27 May 2019

ALLELUIA

Time was, when I found myself quite often explaining that in the Provinces of Canterbury and York (and probabably, for all I know, in other parts of the Anglican Communion), the Dismissal at the end of Mass had a double Alleluia during Eastertide; but that in the Traditional Roman Rite this usage was confined to the Octave of Easter. To be frank, I must confess that I regarded this as typically Anglican overdoing things. I may even have criticised it for failing to mark the important distinctions between the different parts of Tempus Paschale.

But ... stone the crows!! I recently had occasion to be saying Mass at a Carmelite altar (Holy Sepulchre observance) when my attention was drawn to the provision in the Carmelite Missal that ... the double Alleluias at the Dismissal continue throughout Eastertide!

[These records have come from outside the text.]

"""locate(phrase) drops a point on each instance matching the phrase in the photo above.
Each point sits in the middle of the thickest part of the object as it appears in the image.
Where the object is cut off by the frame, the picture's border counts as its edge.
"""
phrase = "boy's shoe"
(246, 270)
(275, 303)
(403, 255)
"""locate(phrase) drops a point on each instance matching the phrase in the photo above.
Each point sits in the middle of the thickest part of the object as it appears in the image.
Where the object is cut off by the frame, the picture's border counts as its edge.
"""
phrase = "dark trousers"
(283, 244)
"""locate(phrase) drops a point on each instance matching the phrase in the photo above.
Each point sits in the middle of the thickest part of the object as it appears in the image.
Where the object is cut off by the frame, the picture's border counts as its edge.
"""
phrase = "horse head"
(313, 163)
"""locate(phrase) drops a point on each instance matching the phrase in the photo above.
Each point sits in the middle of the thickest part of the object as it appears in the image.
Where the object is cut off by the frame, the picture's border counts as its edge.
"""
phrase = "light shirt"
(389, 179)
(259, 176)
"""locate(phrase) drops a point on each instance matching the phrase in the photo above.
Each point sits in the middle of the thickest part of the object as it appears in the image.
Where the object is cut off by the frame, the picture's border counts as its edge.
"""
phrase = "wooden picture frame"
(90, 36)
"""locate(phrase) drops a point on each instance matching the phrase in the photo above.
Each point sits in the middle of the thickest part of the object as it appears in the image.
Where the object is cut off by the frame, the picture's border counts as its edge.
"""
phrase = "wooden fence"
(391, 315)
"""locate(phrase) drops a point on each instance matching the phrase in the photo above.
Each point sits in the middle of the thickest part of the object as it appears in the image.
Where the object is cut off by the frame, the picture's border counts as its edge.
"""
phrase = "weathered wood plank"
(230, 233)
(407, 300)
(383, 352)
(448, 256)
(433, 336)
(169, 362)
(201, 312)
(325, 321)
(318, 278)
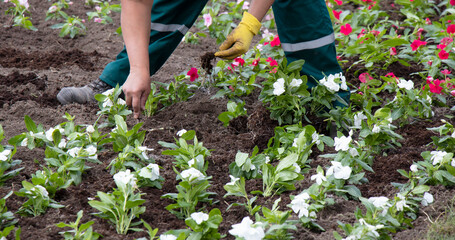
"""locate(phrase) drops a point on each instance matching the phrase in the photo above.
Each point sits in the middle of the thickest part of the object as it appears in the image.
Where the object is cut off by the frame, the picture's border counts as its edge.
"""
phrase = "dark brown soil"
(34, 66)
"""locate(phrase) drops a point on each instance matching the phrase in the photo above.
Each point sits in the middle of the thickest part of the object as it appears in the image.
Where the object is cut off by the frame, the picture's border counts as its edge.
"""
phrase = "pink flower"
(207, 19)
(275, 42)
(393, 51)
(446, 40)
(239, 61)
(336, 14)
(443, 54)
(346, 29)
(451, 29)
(272, 61)
(435, 86)
(416, 44)
(446, 72)
(255, 62)
(364, 77)
(193, 74)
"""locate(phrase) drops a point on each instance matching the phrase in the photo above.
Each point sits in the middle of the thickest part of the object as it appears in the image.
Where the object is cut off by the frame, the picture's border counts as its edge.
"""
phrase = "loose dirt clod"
(206, 61)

A perfunctory flip through the two volumes of Jungmann failed to give me any more information on this. Did this usage survive in any of the other monastic breviaries as they stood on the eve of the Council?

6 comments:

Titus said...

The Norbertine usage is apparently never to sing two alleluias, but to use just one instead. Our Norbertine priest has thus been doing one alleluia all the way through.

Marco da Vinha said...

There are places still celebrating the Carmelite rite/use?

Dad29 said...

I write on behalf of Susan from the Parish Council who finds that your gratuitous 'stoning crows' probably reflects an animal-cruelty streak which requires your prompt Reconciliation and then voluntary and immediate resignation from Orders. According to Susan, animal cruelty often precedes even more anti-social behavior, such as turning one's back on the congregation during Mass, and forsaking the table for an altar.

That is all.

Protasius said...

The Norbertines had a double Alleluia during Easter Octave and a single Alleluia during the rest of Eastertide.

Titus said...

Protasius,

Perhaps I was not paying sufficient attention. That is a distinct possibility.

frjustin said...

The 1951 Missale Cisterciense has this dismissal for the Dominica Resurrectionis:
Post "Dominus vobiscum" dicitur "Ite missa est, alleluia, alleluia".
R. "Deo gratias, alleluia, alleluia".
Et sic dicitur usque ad Sabbatum in Albis inclusive.

So the Trappists sang the double alleluia up to and including Easter Saturday only.